М.П. Митурич-Хлебников (1925–2008). Рисунок к стихотворению С.Я. Маршака «Сосчитай по пальцам»         Был и ещё один случай с маленьким стихотворением:

Стала курица считать
Маленьких цыпляток.
Чёрных пять и белых пять,
А всего десяток.

         А я нарисовал чёрных пять и жёлтых пять. Маршак заметил, смутился и я (невнимательно читал текст). Но я попытался уговорить Маршака, что маленькие цыплята бывают жёлтенькие, а не белые. Маршак несколько раз проверил на слух, сравнил „чёрных пять и белых пять”, “чёрных пять и жёлтых пять” — и исправил строчку!
          В одно из моих первых посещений Самуил Яковлевич прочитал мне только что написанного «Угомона». Это был самый первый его вариант, который он потом много раз переделывал. В одном месте я позволил себе замечание. Он ничего не ответил, сердито посмотрел на меня, и, кончив читать, против обыкновения удерживать не стал. Месяца через три Самуил Яковлевич позвонил ко мне и спросил, не возьмусь ли я иллюстрировать «Угомона». Когда я получил в издательстве рукопись, злополучной строфы там не было. ‹...›
         Новым рисункам он всегда в первую очередь радовался. Замечания были потом. С рисунков он незаметно переходил на стихи, читал написанное вчера или пятьдесят лет назад. Делился своими мыслями о Пушкине, Чехове, Солженицыне, Твардовском. Здесь он уже не нуждался в собеседнике. Потому что всё, что он говорил, было им продумано, было частью ещё ненаписанной статьи и, видимо, ему самому было интересно слышать, как звучат ещё не записанные мысли на слух. Он лишь время от времени внимательно поглядывал, как бы стараясь по выражению лица узнать, насколько доходят его мысли.
         Придя к нему на полчаса, посетитель обычно уходил через два-три часа, и то потому что Розалия Ивановна сообщала: „Самуил Яковлевич, к вам пришли”. Это был новый посетитель.
         По несколько раз в год Маршак болел воспалением лёгких. Поэтому он почти не выходил на улицу, боялся сквозняков и сидел в кабинете своём в клубах сигаретного дыма. Курил много и жадно, сигареты «Мальборо» присылали ему из Англии.

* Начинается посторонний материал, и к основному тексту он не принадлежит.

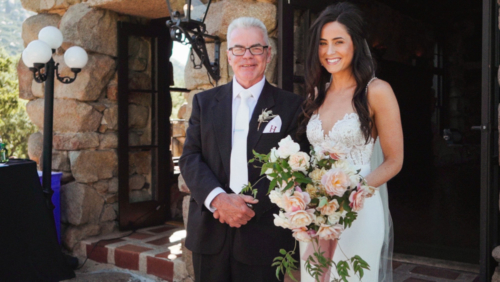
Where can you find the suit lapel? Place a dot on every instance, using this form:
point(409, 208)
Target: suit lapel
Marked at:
point(222, 123)
point(266, 101)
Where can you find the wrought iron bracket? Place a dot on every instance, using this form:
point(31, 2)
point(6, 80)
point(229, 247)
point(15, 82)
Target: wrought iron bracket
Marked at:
point(38, 76)
point(66, 79)
point(194, 33)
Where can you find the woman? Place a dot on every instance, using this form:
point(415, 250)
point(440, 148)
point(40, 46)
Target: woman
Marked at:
point(352, 108)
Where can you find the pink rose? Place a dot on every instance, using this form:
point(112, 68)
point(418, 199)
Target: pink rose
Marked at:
point(299, 161)
point(336, 182)
point(330, 232)
point(301, 234)
point(357, 200)
point(329, 208)
point(297, 201)
point(301, 218)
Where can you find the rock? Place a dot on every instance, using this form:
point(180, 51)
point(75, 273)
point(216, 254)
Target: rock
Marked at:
point(152, 9)
point(110, 199)
point(75, 141)
point(101, 186)
point(75, 234)
point(106, 228)
point(182, 185)
point(78, 26)
point(69, 115)
point(110, 117)
point(113, 185)
point(33, 25)
point(137, 116)
point(90, 82)
point(60, 161)
point(108, 140)
point(185, 209)
point(67, 177)
point(108, 213)
point(182, 111)
point(136, 182)
point(35, 146)
point(222, 13)
point(141, 162)
point(199, 77)
point(91, 166)
point(80, 204)
point(25, 78)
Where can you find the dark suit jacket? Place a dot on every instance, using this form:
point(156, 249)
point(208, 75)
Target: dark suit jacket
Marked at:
point(205, 165)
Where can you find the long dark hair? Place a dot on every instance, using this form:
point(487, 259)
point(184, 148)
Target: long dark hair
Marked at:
point(362, 65)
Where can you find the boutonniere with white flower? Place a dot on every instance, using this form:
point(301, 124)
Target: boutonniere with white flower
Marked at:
point(266, 116)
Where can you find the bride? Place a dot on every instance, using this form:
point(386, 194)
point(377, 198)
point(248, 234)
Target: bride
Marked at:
point(352, 108)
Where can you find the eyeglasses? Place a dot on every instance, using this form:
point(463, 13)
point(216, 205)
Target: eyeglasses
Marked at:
point(254, 50)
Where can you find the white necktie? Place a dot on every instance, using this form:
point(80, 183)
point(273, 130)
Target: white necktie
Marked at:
point(239, 165)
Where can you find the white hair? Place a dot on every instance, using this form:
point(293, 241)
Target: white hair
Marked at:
point(247, 22)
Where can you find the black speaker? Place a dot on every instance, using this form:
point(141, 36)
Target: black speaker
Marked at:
point(29, 249)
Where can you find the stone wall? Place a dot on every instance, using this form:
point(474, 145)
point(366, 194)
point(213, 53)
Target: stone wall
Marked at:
point(86, 116)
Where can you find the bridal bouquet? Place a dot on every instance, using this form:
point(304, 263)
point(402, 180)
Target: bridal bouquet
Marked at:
point(319, 195)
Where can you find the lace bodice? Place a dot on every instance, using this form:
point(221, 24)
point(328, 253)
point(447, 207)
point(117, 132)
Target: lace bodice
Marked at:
point(345, 133)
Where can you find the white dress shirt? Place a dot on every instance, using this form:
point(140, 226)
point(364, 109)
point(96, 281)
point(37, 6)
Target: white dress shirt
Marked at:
point(256, 90)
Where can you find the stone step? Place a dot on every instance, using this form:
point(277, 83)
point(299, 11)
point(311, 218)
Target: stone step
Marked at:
point(154, 250)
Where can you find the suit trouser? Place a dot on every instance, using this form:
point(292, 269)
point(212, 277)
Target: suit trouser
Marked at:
point(223, 267)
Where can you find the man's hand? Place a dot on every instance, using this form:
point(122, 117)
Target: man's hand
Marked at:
point(232, 209)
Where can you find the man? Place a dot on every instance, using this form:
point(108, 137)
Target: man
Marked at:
point(233, 236)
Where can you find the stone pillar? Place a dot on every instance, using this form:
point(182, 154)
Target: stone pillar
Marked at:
point(84, 142)
point(218, 19)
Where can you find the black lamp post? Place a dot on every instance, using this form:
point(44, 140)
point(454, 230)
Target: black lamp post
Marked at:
point(189, 28)
point(38, 56)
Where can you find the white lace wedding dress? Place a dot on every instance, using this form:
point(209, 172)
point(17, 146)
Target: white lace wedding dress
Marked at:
point(366, 235)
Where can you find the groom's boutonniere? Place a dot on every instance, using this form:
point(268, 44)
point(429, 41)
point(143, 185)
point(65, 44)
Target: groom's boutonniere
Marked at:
point(266, 116)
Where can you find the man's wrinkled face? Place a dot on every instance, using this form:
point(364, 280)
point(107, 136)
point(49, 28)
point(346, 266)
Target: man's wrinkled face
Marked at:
point(248, 68)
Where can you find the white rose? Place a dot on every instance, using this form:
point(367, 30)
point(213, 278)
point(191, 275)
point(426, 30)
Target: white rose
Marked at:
point(274, 155)
point(320, 220)
point(287, 147)
point(334, 218)
point(319, 154)
point(299, 161)
point(281, 221)
point(301, 218)
point(276, 198)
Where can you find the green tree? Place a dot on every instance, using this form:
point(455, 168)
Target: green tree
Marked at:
point(15, 126)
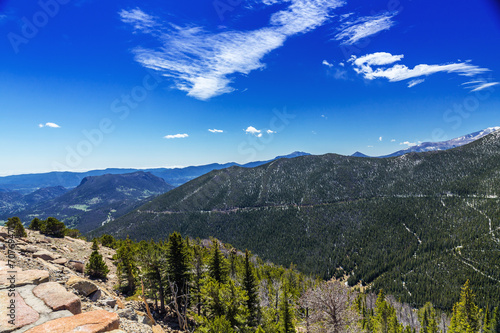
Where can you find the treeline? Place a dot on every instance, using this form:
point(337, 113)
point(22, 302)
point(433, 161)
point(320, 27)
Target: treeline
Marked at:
point(466, 316)
point(209, 287)
point(51, 227)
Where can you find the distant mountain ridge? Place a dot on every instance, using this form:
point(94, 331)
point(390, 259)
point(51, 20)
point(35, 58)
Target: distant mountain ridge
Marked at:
point(413, 225)
point(27, 183)
point(98, 199)
point(435, 146)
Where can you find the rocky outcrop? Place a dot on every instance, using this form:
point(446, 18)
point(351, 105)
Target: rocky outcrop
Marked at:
point(46, 255)
point(18, 277)
point(57, 298)
point(90, 322)
point(52, 294)
point(83, 286)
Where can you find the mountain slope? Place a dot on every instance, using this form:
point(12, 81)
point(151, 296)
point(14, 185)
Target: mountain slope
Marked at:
point(443, 145)
point(416, 225)
point(99, 199)
point(14, 201)
point(174, 176)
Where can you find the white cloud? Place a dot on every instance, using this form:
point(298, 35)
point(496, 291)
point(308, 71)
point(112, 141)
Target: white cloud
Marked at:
point(352, 32)
point(413, 83)
point(137, 18)
point(364, 66)
point(377, 59)
point(479, 85)
point(52, 125)
point(485, 85)
point(326, 63)
point(252, 130)
point(176, 136)
point(202, 63)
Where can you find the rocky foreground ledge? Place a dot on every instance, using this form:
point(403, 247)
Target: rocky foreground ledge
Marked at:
point(43, 290)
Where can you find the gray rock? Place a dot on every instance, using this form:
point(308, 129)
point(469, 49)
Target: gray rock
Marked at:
point(94, 297)
point(127, 313)
point(108, 302)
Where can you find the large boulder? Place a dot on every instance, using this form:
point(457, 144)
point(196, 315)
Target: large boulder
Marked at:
point(83, 286)
point(127, 313)
point(46, 255)
point(60, 261)
point(57, 298)
point(21, 313)
point(32, 276)
point(89, 322)
point(78, 266)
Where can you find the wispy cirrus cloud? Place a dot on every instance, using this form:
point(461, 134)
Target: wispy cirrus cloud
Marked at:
point(413, 83)
point(352, 32)
point(408, 143)
point(176, 136)
point(252, 130)
point(203, 63)
point(477, 85)
point(51, 125)
point(365, 66)
point(138, 19)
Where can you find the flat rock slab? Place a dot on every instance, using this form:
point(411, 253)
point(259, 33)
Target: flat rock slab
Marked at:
point(89, 322)
point(60, 261)
point(21, 278)
point(46, 255)
point(77, 265)
point(21, 313)
point(57, 298)
point(83, 286)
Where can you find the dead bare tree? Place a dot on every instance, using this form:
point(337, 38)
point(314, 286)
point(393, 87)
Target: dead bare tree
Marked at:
point(179, 302)
point(329, 308)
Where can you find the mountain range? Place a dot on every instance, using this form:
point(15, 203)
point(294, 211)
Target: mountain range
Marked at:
point(97, 200)
point(415, 225)
point(28, 183)
point(443, 145)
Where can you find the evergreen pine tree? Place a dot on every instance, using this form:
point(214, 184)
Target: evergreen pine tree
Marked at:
point(198, 275)
point(96, 267)
point(217, 267)
point(126, 265)
point(466, 314)
point(427, 319)
point(36, 224)
point(490, 321)
point(250, 287)
point(178, 263)
point(286, 312)
point(54, 227)
point(16, 225)
point(382, 314)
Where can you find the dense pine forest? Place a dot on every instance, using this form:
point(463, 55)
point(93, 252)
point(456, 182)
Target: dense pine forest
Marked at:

Всякий раз, как я к нему являлся, Самуил Яковлевич заговаривал о Хлебникове. Говорил примерно об одном и том же, о том что вот сейчас он пишет статью о Чехове, но обдумывает и собирается написать и о Хлебникове. Кажется, он даже был номинальным членом комиссии по наследию Хлебникова. Его память на стихи меня всегда удивляла. Часто он начинал с Хлебникова. Особенно он любил «Слово об Эль». Он знал все варианты этого стихотворения и настойчиво просил меня достать старое издание, в котором напечатан вариант, который он больше всего любил. В связи с Хлебниковым Самуил Яковлевич говорил: „Тут, знаете, вроде ванны, в которую из одного крана льется тёплая вода, а из другого холодная. Холодной больше. Так что ванна никак не успевает согреться”. Он хотел написать большую статью о Хлебникове, но, по-видимому, так и не успел.
Самуил Маршак. Стихи для детей. Иллюстрации Мая Митурича, рисованный шрифт Владимира Перцова. Изд-во «Советская Россия». 1966.Когда мне приходилось уезжать в далёкие края — в Сибирь, на Восток, — я с удовольствием писал Самуилу Яковлевичу о путешествиях и приключениях, которые его очень интересовали. По возвращении оказывалось, что он помнит эти письма, расспрашивал о подробностях.
В последний год жизни он как-то спросил меня: „А как вы думаете, мог бы я с вами поехать?” Я ответил уклончиво, потому что форточка в кабинете давно уже не открывалась из-за боязни простуды и клубы табачного дыма стояли без движения. Самуил Яковлевич начал мечтать о поездке, о том, как он уговорит врача, стал расспрашивать, как нужно экипироваться, какие взять спальные мешки, сапоги, палатки...
‹...› Больше года шла работа над сборником «Стихи для детей». Самуил Яковлевич, уже тяжело больной, несчётное количество раз смотрел рисунки. На беду свою я для сохранности наклеил рисунки на картонные паспарту. Вместе с картонками рисунки складывались в большую стопку, наверное, больше двадцати килограммов весом. И я ездил на показ к Маршаку, складывая картонки в рюкзак.
Маршак сомневался, просил поработать ещё. Был нетерпелив, торопил. „Вы знаете, — говорил он мне, — это будет моя первая цветная толстая книжка”. И действительно, цветными выходили тонкие его книжки, а потолще были чёрно-белыми. Еще до войны цветной сборник Маршака иллюстрировал Лебедев. Но сборник тот, попав под кампанию борьбы с формализмом, уже отпечатанный, был пущен в макулатуру. Маршак показывал мне чудом сохранившийся сигнальный экземпляр.
         Весной 1964 года книжка была готова, и 16 июня я показывал Самуилу Яковлевичу рисунки в последний раз. „А как сделать, чтобы хорошо напечатали? Дадут они хорошую бумагу? Кому позвонить?” — беспокоился он, как всегда воинственный и полный энергии. И несколько даже неожиданно написал на обложке своим чётким круглым почерком: „Рисунки принимаю. С. Маршак”.
Чегодаева М.  Май Митурич. Записки художника. Москва. 2009.
s-marshak.ru/illustr/miturich/miturich04.htm



Ага, нашли грозу в начале Мая. В одном месте я позволил себе замечание. Он ничего не ответил, сердито посмотрел на меня, и, кончив читать, против обыкновения удерживать не стал.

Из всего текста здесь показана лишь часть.